In fact it is not. There have been several social engineering based exploits in past, and it remains the only widely available avenue to compromise OS X. Drawing significant attention to it as though it is OMG MAC VIRUS!!11oneone is rather silly, especially given that Apple has placed numerous safeguards into the OS to prevent people from being engineered into doing something they should not.

Rather ironically, running such things up the flag pole only makes the uninformed more likely to install random "anti virus" software they don't need.

It's an ehh solution to a problem that should never exist in the first place - whoever gives up their password at every OS prompt without giving it a second thought are the sort of users who shouldn't have been given the super user password for their computer to begin with . . .

Of course there have been prior attempts, but most have been targeted at reassigning DNS servers to force people into going to scam or phishing sites. After working on more macs than I can count, this piece of malware is the only one I've seen on more than one machine (saw 3 machines with it in the past week).

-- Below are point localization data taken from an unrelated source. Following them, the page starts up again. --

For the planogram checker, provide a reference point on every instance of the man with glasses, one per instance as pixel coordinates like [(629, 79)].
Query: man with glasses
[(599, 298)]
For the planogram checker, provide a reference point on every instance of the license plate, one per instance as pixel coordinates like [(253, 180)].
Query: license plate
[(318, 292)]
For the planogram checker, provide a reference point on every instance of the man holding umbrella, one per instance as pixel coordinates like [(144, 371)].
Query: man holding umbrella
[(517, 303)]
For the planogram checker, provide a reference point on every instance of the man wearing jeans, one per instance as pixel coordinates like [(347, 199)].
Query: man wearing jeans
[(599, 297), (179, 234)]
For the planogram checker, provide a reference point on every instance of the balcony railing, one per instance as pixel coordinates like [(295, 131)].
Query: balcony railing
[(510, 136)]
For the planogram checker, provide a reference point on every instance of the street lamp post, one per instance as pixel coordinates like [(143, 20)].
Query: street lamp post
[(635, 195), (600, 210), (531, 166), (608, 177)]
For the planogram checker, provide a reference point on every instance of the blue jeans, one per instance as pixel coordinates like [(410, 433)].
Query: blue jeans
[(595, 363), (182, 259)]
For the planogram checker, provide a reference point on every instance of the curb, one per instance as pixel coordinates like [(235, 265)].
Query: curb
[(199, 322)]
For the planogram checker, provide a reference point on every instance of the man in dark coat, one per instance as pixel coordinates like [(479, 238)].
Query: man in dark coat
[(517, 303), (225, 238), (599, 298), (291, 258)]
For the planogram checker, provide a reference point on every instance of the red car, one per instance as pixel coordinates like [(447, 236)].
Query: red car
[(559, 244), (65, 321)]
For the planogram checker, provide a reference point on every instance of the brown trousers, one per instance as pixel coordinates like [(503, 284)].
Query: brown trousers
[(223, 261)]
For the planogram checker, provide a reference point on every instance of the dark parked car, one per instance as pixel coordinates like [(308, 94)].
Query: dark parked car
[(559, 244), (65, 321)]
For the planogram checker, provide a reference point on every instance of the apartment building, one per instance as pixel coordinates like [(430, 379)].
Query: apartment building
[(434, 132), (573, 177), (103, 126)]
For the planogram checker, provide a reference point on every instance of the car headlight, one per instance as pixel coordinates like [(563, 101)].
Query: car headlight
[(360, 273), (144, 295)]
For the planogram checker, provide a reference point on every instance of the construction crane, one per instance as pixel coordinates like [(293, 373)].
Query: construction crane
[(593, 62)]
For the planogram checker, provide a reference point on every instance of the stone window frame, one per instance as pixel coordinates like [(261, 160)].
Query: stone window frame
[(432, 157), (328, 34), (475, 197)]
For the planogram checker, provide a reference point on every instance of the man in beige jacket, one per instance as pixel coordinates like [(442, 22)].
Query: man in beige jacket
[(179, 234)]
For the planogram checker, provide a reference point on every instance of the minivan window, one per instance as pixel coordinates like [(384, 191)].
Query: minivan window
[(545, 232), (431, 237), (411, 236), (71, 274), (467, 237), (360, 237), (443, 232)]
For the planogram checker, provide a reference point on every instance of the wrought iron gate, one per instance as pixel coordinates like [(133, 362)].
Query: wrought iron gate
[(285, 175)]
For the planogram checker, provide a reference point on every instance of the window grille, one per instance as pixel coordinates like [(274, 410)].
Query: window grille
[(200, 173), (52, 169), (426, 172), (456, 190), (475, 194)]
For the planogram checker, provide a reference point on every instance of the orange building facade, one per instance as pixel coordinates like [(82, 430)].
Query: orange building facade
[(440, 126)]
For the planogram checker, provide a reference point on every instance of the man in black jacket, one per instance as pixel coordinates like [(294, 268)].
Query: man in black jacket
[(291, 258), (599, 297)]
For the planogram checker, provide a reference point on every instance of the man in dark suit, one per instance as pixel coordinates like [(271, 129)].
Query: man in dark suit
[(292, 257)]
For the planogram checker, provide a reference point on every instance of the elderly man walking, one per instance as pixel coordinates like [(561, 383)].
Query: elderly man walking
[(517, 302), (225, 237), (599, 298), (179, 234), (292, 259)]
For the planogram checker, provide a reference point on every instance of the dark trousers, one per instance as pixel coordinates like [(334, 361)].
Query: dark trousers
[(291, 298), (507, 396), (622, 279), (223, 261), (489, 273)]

Sure, Apple provides safeguards, but there is nothing to prevent "ID10T" errors.

I don't see this as fear mongering or scaring people into being "safe." I see this as a way to let people know what is out there and to help them be more aware of what sort of things they may potentially be giving their admin password to. I would agree that AV software is not yet needed on the mac, but ClamXav doesn't run all the time, so it doesn't hurt to have it installed (it is what I recommended in the first post if someone were to feel the need to have AV software).